The client, a large origin equipment manufacturer with a significant installed base service business was interested in determining if there was a relationship between unplanned equipment outages due to inlet filet plugging and particulates in the atmosphere. This information could be used to make minor equipment modifications that would reduce or eliminate the potential for an unplanned outage. Unplanned outages have significant financial impact on the equipment owner / operator.
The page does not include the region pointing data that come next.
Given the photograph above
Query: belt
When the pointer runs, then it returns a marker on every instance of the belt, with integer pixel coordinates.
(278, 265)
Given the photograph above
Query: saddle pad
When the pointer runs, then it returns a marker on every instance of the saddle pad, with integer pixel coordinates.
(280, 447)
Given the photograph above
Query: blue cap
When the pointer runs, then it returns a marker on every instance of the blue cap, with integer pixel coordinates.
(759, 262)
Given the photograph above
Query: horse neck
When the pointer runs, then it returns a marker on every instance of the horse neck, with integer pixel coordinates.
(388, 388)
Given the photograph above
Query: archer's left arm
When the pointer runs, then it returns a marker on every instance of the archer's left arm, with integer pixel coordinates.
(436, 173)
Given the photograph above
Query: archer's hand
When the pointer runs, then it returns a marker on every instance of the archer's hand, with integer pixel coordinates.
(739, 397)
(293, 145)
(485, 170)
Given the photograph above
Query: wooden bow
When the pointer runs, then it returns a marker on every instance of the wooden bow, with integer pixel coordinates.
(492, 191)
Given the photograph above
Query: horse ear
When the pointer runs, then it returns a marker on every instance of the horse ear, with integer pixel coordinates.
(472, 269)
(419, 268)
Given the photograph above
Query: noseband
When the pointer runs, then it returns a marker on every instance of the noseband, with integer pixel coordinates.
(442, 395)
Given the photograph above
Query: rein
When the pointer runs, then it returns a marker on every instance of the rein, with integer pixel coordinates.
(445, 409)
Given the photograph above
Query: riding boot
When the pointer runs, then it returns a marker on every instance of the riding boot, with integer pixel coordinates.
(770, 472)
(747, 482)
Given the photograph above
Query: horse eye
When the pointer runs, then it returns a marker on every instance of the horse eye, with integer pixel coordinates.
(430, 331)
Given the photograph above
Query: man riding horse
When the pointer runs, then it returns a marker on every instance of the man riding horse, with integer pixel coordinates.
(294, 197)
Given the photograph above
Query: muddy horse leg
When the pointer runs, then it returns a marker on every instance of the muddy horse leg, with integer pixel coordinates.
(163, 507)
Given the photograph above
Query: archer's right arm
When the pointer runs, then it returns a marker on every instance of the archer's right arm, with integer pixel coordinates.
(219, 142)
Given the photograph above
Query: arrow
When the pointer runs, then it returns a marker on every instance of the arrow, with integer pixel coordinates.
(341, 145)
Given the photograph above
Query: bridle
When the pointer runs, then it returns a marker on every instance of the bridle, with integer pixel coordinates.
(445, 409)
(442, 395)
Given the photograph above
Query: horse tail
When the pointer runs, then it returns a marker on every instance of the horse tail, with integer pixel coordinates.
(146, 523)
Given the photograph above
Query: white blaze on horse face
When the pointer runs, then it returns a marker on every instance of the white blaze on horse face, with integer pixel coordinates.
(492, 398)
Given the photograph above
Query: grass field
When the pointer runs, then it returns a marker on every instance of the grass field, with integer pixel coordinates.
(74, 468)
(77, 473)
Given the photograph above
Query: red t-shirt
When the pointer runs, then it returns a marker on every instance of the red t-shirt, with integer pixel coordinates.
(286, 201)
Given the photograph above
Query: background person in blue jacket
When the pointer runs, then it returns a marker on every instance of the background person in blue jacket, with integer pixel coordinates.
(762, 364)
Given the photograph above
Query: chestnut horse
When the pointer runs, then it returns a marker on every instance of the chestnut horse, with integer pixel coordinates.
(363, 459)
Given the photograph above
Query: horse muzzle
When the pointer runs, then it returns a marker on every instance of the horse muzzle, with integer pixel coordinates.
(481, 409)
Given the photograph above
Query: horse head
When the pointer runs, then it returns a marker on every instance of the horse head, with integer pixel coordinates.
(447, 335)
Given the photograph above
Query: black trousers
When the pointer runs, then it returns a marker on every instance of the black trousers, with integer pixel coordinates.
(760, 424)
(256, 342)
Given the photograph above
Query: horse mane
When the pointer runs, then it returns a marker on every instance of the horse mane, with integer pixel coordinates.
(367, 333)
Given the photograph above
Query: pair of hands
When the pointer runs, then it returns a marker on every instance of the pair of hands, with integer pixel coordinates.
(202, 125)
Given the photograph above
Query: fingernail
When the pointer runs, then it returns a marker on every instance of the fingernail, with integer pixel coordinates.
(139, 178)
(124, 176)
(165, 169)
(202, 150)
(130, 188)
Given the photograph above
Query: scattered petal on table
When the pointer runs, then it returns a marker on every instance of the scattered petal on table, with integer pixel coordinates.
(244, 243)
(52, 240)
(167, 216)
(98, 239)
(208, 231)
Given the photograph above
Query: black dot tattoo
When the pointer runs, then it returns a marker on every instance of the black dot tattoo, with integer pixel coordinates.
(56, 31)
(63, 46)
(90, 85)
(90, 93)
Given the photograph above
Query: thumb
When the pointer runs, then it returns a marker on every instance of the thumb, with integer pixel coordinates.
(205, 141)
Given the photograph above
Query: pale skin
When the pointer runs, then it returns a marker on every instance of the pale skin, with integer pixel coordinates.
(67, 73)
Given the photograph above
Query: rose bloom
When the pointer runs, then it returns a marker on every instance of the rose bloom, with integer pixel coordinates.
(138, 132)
Develop and implement an Environmental Data Base that included historical daily atmospheric data captured by NASA satellites, as well as NASA-generated global models. The satellite data is captured in a continuous stream by a satellite train that scans the entire Earth during the course of 24 hours and 14 complete earth orbits. This historical data covered more than 50 materials elements and contains more than 200 data elements per material. The model data is various computational models created by aggregating a combination of all the satellite data and various ground stations throughout the globe.
The daily output of the NASA satellites is approximately 1 TB of data per instrument, per satellite. The data is scrubbed to separate the materials that were not of interest. The satellite train is geo-synchronous with the earth’s orbit and each daily pass covers a different slice of terrain. This requires that the data be managed to agree with the stationary equipment locations. The client has a database with equipment planned and unplanned outages by location. A test was run focusing on two units at the same site and overlaying the unplanned outages with daily concentrations of sea salt in the air. There was a significant correlation between elevated levels of sea salts and inlet filter clogging. Five years of historical data is now available in the corporate data lake for analysis and subsequent development and implementation of maintenance procedures to reduce outage risk.
The test site referenced above has had 2 less unplanned outages in the past twelve months as compared to the previous twelve months. This resulted in increased revenue of more than $100,000 per year.